またそのほかの三作も各々に違った魅力があり、編集部内の選考も差のないものだった。
「ヒトコミ。」は王道の少女漫画であるが、その王道の世界の中でもオリジナリティあふれるキャラクターやストーリーで展開されたクオリティの高い作品であった。また絵も回を追うごとに洗練されてきており、そこも評価された。
「江戸怪談『百の世の夢』」はタイトル通り江戸時代のちょっと不可思議な怪談をショート漫画にした連作作品で、その絵のタッチも作品によくあっており、おそらくそのまま出版した場合、応募作の中で一番商業ニーズがあるであろう完成された世界をもつ作品であった。
また「きみ★てん」はそれら安心して読める作品とは逆に、病んだ青春世界を描いた、しかし読み進めずにはおれないパワーを持つストーリー漫画で、こちらも強く惹かれる読者がいる作品であると評価された。決して下手ではないのだが、作画がもう少し現代風であればがらっと良くなったのではと編集部では考えた。
なし
キツネミネラル
妖怪退治という和の題材に、熱帯魚やオーパーツといった意外性のあるアイデアが加わったファンタジー作品でした。女性にも好まれそうなタッチの絵も魅力です。ご神石と対峙した店長はどうなってしまうのか、そして晴茂はどんな使命を負っているのか、とこれからの展開に期待している読者の方も多いのではないでしょうか。今後の更新も、楽しみにしております。
モンタニョーラ
色彩豊かな水彩絵と丁寧に描き込まれた情景、登場人物の繊細な内面も相まって、ノスタルジックで温かな作品世界に仕上がっていると思います。また、登場人物たちの関西弁のシュールな会話も特徴的で、どことなくずれた独特のテンポや間が、読者を物語の中に引きこんでいるのではないかと感じました。

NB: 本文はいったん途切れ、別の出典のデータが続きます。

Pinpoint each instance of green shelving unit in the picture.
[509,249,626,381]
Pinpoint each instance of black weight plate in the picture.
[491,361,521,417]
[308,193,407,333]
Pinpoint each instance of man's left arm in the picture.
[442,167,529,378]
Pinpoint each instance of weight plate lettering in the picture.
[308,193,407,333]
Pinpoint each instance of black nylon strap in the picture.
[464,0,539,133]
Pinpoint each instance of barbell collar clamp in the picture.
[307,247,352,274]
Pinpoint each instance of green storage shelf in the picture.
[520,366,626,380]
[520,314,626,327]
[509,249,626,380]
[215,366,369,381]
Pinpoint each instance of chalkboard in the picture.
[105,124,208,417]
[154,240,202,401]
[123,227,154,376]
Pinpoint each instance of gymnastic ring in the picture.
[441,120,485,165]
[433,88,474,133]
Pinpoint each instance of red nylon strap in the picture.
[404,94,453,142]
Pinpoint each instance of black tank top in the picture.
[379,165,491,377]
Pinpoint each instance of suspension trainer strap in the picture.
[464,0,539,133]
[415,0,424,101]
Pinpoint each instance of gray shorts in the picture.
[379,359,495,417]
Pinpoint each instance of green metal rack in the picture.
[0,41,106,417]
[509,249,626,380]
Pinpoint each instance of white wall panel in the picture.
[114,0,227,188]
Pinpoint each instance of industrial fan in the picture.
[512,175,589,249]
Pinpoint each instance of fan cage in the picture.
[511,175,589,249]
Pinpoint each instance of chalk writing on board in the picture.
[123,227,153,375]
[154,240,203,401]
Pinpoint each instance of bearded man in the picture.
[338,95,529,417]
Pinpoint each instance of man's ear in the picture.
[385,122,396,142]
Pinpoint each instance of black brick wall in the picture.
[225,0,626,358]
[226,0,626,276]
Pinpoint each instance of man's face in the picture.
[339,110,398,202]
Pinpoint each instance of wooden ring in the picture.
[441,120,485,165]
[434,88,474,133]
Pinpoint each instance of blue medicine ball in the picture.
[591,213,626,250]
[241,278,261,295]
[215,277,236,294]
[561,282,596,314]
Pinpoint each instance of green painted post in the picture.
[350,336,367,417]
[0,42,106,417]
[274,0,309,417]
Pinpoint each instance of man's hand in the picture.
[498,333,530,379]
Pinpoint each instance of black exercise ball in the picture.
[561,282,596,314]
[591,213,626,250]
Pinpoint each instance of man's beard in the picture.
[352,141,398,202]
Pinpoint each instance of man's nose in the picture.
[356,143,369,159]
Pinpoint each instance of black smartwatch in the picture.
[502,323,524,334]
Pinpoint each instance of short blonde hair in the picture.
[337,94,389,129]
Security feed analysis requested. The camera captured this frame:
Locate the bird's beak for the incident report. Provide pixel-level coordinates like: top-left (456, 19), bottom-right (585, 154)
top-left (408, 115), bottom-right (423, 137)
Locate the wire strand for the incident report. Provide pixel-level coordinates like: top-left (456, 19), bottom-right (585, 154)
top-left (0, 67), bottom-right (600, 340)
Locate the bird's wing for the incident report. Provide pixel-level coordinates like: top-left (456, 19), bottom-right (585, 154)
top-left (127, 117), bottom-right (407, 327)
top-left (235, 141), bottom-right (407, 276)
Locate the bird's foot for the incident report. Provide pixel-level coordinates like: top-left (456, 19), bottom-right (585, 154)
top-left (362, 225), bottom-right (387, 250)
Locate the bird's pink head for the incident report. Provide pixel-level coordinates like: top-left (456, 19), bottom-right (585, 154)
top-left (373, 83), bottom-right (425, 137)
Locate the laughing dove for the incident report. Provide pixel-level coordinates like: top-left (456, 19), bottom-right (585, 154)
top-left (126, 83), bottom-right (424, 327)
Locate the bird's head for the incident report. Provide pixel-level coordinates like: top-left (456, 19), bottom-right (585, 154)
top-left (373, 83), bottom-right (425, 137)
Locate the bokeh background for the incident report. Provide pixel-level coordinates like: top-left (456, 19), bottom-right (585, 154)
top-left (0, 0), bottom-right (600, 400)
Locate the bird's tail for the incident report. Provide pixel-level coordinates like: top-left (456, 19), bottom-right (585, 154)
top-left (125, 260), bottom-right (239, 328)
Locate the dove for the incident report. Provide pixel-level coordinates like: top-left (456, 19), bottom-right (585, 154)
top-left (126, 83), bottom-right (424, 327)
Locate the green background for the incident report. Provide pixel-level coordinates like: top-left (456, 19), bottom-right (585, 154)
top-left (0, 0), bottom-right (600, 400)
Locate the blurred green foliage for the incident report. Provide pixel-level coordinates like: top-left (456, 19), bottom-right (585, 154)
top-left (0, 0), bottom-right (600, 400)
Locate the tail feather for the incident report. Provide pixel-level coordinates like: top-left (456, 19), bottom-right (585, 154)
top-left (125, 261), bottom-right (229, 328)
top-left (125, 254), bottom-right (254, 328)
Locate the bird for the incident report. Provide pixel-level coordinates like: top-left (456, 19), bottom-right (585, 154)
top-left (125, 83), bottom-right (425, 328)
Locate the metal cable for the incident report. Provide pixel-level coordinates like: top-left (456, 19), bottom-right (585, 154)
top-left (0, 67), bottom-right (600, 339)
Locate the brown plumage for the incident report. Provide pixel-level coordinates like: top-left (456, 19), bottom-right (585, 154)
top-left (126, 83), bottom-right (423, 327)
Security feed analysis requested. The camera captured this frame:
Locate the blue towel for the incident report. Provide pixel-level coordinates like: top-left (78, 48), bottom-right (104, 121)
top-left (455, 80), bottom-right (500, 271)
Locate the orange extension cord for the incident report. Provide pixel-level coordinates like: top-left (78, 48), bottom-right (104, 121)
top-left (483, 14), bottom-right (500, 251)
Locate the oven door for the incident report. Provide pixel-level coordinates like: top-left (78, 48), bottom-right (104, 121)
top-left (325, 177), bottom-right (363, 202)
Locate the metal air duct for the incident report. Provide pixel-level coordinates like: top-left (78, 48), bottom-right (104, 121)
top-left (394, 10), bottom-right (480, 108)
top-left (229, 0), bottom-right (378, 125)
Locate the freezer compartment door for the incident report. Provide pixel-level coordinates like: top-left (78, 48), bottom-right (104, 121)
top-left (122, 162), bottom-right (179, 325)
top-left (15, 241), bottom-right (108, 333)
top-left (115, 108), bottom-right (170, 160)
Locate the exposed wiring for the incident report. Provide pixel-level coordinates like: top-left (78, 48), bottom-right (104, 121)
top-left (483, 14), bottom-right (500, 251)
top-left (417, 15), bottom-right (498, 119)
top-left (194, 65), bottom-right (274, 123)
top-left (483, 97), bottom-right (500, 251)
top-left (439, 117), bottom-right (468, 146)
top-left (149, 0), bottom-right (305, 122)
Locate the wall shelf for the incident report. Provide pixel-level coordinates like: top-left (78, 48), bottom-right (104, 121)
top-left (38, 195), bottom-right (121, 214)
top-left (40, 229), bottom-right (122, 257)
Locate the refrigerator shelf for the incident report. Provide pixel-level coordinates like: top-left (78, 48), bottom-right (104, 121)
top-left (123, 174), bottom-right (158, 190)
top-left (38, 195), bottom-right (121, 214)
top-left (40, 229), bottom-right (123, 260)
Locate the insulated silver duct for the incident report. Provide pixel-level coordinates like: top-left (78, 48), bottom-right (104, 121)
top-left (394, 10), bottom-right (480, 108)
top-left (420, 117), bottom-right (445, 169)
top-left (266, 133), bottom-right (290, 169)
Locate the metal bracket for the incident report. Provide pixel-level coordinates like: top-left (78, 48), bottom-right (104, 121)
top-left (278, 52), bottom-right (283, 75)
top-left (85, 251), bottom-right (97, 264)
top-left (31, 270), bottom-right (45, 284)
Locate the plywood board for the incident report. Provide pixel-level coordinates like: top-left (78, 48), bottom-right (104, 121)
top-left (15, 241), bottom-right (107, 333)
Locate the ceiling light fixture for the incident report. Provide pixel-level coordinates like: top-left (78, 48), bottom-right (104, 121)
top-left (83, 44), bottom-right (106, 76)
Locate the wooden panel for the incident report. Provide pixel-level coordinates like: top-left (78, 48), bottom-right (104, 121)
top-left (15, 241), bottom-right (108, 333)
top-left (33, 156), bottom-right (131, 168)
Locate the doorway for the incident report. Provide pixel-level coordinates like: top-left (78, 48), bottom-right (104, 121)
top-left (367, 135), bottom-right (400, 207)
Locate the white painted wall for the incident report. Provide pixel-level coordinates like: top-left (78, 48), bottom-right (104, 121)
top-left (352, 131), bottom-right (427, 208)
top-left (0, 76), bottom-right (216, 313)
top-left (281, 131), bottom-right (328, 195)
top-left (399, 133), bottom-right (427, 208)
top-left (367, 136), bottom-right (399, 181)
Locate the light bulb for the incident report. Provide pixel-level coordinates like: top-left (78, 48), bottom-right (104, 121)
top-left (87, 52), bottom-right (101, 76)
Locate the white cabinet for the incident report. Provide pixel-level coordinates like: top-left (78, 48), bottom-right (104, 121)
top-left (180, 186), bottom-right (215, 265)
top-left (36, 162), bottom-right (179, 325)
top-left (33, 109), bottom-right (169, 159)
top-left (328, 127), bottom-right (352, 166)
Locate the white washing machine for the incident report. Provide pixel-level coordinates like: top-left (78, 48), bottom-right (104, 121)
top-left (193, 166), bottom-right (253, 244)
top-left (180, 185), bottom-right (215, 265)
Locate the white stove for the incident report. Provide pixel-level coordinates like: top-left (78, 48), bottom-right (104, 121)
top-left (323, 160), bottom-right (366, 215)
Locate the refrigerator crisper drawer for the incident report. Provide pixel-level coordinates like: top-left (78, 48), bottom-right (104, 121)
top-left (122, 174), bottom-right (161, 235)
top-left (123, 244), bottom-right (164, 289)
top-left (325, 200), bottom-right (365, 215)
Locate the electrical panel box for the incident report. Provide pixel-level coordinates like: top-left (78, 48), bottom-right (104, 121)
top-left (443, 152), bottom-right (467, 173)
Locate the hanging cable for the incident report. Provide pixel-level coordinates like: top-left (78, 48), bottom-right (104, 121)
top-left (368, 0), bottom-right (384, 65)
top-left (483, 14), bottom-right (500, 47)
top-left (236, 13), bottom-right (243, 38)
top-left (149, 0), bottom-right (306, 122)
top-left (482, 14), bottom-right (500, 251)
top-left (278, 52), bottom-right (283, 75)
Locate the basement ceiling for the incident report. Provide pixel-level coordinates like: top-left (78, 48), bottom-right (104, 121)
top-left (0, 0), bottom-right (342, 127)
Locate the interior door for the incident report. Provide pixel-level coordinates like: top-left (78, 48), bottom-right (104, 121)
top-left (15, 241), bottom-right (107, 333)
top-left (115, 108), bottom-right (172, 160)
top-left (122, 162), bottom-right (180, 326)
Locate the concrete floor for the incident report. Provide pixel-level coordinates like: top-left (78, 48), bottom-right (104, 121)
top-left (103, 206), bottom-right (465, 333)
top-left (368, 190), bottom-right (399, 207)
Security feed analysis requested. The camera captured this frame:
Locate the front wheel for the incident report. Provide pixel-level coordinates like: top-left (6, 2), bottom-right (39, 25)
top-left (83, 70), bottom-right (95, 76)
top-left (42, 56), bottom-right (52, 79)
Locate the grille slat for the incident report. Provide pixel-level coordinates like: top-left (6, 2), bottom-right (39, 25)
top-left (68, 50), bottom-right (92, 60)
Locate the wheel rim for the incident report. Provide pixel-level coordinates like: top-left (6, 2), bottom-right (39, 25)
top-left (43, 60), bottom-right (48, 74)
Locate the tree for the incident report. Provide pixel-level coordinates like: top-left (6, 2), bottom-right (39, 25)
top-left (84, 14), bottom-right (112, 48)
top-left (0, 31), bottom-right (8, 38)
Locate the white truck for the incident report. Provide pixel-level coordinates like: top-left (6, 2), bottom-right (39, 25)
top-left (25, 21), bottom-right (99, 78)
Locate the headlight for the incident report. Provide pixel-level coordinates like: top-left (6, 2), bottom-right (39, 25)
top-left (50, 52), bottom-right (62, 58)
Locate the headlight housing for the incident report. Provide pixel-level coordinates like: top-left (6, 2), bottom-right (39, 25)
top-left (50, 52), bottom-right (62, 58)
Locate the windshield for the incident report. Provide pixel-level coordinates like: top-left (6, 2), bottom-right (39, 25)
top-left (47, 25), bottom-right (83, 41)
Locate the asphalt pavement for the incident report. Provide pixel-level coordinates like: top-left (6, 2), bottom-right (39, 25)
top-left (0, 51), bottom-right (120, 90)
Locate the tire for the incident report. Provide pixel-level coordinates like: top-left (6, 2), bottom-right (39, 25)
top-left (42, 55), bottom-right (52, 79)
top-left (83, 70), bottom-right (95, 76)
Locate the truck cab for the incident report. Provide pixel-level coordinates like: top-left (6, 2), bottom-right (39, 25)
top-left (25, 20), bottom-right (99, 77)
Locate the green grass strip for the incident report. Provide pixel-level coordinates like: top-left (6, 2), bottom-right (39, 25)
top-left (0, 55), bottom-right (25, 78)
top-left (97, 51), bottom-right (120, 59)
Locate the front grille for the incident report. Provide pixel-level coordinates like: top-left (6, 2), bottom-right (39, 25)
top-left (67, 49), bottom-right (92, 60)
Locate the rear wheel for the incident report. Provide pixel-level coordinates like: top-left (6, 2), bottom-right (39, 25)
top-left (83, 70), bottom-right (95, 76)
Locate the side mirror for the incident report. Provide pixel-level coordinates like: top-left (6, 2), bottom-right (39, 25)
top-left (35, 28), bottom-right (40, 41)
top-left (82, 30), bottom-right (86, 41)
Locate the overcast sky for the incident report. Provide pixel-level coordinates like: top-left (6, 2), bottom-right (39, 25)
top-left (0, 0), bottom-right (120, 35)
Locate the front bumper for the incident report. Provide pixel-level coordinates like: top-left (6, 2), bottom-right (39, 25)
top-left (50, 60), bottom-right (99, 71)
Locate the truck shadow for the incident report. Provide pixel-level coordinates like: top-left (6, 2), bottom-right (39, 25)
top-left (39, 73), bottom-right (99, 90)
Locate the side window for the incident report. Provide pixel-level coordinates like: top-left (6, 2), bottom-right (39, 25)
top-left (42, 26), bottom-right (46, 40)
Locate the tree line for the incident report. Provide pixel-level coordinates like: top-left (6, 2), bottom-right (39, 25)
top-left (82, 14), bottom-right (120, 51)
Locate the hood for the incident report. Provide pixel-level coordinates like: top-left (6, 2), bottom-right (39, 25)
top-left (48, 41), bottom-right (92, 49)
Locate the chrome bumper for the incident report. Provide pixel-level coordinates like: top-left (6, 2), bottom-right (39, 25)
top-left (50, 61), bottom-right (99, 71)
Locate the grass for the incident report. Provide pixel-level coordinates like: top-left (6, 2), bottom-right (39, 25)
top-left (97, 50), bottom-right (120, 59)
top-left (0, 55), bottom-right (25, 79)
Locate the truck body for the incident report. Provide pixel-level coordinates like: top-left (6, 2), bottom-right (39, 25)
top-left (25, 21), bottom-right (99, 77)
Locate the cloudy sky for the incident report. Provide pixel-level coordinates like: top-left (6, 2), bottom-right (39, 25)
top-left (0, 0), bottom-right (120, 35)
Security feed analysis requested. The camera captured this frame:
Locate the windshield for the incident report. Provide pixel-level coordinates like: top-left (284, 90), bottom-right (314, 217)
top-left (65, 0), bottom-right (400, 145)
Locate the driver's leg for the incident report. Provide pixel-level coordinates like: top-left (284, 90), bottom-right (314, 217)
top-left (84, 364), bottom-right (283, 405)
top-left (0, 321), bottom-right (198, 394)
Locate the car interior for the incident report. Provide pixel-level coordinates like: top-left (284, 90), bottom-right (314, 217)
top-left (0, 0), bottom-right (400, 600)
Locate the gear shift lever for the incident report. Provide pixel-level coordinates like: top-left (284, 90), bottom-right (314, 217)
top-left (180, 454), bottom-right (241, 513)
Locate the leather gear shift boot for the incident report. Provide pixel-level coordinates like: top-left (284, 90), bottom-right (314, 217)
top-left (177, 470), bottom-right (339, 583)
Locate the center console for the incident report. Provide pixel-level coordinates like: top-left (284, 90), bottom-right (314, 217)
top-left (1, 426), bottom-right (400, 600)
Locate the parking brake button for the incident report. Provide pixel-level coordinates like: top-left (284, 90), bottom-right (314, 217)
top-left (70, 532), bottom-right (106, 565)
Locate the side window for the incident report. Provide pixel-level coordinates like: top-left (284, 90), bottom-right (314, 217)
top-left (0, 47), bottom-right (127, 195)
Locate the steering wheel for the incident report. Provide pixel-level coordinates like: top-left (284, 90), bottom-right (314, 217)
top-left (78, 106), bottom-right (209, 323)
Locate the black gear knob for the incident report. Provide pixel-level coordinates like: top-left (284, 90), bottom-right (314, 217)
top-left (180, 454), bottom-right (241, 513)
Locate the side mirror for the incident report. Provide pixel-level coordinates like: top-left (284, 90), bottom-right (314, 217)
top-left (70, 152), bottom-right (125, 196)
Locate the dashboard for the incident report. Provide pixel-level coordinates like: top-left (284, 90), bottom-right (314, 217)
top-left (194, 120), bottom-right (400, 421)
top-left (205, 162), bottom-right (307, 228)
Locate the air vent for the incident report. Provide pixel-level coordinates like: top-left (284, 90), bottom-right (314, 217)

ポイント最上位作品として、“読者賞”に決定いたしました。異世界を舞台に、利害の衝突する国同士の関係が緊迫感をもって描かれ、壮大なファンタジーに仕上がっていると感じました。また、呪いに悩み苦しみながらも前に進んでいこうとするアムの心情など、キャラクターの内面の繊細な表現が物語に深みを与えています。テンポも良く、先が楽しみになる展開が続いている点も、多くの読者の好評を得る結果に繋がったのだと思います。